Tantôt décrié tantôt adulé, le phénomène Tony Jah ne laisse personne indifférent. Avant lui, Jean Claude Gaspard, Roger Clency et Cyril Ramdoo chantaient avec des mots à double sens. L’année dernière, Ti poul mazanbik de Misié Mario était privée de diffusion sur certaines radios à Maurice et voilà qu’en 2018 on trouve que “si to fer lonlon, si to fer tintin” de Wes Mimou et “To Fam Super” sont considérées comme indécentes et sont même interdites sur certaines radios.

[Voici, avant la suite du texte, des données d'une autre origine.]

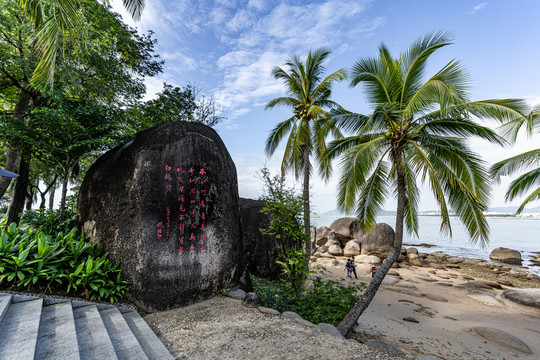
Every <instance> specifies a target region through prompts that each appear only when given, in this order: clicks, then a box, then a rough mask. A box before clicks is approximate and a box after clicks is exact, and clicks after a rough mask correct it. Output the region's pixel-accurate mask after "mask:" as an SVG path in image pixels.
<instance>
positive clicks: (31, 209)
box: [26, 192, 34, 211]
mask: <svg viewBox="0 0 540 360" xmlns="http://www.w3.org/2000/svg"><path fill="white" fill-rule="evenodd" d="M33 198H34V194H33V193H32V192H27V193H26V211H30V210H32V204H33V203H34V200H33Z"/></svg>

Les gardiens de la morale se croient investis du droit de décider à notre place. Ils auraient dû faire carrière à la station météo. Ils auraient eu du succès auprès du public en faisant la pluie et le beau temps et auraient même pu voler la vedette à Tony Jah (Rire).

N’oublions pas que, durant les années 80, les chansons de Siven Chinien et du groupe Latanier, par exemple, étaient interdites de diffusion. C’est par le plus grand des hasards que j’ai appris que la chanson To Fam Super, qui était pourtant très attendue par des animateurs et des auditeurs, était privée d’antenne (suppression du serveur de cette station de radio). Sous quel prétexte, dites-moi ?

Qu’on le veuille ou non, la notoriété que connaît Tony Jah ne fait qu’accroître, boycott ou pas. Ce n’est que le commencement d’une longue aventure pour ce jeune artiste.